Scott and I play another game in the valley, a reading game. Whether on the road, or walking through a friendly stretch of land, our eyes interrogate the earth and its inhabitants for coded information. What has been touched, and why, or what left conspicuously untouched. What is the scale of things, what touched by machines or by hand, what an accident. This game, the single rule of which is that the landscape is legible, has revealed much to us, and directed us to the people, farms, ranches, and questions that made this journey possible. On the edge of Ramon's acre grew a kind of living fence of broad green paddle cactus.
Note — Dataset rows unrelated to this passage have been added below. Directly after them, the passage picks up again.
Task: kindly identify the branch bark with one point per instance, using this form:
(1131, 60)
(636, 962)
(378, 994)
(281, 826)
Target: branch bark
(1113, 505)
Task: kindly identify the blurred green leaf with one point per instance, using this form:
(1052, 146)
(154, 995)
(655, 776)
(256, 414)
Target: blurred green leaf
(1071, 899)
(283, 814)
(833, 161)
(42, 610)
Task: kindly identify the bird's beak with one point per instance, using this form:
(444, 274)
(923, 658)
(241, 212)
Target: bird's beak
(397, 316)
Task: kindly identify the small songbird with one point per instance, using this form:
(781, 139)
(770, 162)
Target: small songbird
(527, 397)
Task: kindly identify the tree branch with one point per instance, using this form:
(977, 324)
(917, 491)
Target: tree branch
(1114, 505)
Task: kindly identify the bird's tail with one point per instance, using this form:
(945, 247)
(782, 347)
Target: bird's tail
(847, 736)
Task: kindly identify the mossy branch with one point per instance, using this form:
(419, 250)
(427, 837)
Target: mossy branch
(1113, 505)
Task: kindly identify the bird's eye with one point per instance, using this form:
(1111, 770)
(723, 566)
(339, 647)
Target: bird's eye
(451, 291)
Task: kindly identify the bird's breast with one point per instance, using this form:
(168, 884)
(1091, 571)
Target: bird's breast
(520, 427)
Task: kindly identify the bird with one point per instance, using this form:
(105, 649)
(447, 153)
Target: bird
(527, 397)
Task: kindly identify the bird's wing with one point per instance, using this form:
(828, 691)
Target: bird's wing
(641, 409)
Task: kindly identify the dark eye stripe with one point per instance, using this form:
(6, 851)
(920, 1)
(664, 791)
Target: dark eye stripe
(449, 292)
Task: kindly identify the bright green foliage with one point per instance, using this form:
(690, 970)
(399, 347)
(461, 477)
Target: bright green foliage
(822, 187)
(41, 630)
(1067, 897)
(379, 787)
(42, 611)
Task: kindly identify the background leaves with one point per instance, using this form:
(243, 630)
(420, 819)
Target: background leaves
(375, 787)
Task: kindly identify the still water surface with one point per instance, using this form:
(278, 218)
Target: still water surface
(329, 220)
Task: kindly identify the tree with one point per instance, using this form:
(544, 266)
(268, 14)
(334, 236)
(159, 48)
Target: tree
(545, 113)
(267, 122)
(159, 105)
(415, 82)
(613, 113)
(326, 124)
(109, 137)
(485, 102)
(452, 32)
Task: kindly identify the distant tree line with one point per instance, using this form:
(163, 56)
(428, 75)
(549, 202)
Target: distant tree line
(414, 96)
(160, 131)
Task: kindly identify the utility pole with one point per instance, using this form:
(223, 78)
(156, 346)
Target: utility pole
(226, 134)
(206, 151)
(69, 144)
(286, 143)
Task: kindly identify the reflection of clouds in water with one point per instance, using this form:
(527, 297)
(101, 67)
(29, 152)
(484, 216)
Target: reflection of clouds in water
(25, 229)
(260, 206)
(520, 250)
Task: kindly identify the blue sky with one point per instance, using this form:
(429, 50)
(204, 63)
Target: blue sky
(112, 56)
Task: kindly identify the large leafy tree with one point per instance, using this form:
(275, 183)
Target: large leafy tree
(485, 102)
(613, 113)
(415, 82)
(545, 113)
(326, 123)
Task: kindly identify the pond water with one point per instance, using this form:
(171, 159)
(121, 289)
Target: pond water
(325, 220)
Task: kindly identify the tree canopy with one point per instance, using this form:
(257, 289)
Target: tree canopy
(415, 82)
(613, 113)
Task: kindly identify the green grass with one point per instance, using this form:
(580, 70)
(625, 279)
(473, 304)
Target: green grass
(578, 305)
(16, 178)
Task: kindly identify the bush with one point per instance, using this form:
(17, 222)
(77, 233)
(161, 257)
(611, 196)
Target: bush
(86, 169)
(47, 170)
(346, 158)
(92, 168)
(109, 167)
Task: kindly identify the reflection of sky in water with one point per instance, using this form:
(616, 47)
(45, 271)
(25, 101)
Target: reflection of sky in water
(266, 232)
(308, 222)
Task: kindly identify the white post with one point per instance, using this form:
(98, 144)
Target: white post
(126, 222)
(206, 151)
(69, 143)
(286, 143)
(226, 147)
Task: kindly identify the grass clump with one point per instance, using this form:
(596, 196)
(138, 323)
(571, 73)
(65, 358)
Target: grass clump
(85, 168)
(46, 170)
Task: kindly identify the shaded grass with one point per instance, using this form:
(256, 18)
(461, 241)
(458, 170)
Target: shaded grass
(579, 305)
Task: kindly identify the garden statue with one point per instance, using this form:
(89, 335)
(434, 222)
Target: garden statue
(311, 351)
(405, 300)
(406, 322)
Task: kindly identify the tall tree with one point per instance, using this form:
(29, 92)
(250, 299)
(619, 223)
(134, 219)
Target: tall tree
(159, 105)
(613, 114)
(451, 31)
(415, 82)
Cactus, because it can and will grow without water, is at worst a weed, I thought, or at best, decorative. The branches reached uneven heights and the top and sides of each paddle were heavily scarred-clear evidence of human knife work, of harvest.

“What's this?” I asked.

“I'll show you,” Ramon said, and unfolded his pocket knife. He carefully inspected the paddles, explaining his actions as he went along. This is too big, he'd say, or this is too small. “What you want is these soft bright green paddles, like this one,” Ramon cut off a pliant paddle at its base, deftly shaved the fur-like thorns off the face and edges of the plant, and cut Scott and me each a thin, glistening slice.

“They're just like green beans,” he said, and Scott and I put the oozing, gelatinous slices in our mouth and began to chew and make noises. They were nothing like green beans, but they were refreshingly sour, and we both reached for another slice. The curiosity was pleasant, and the taste and texture not unpleasant: more data was needed. I began to get a sense for their virtues, and imagined sauteeing them quick and hot with sliced serrano peppers and strips of skirt steak, or pureeing them and adding them to a soup of pinto beans and ham hock.

“What do you make with them?” Scott inquired, on a similar train of thought. Ramon seemed a bit lost by the question and talked about omelets and frying them in pans with the vagueness of a man who has been banned from the kitchen for several decades. This was our first encounter with the half-wild, half-cultivated nopales cactus. We would meet it again.

“Where does it grow?” I asked, wondering rather forlornly if it could survive a Kansas winter and ugly up a couple of hedge-apple cluttered ditches on my land back home, but Ramon's answer surprised me.

“It grows,” he said with unwavering eyes on mine, “wherever people are hungry.”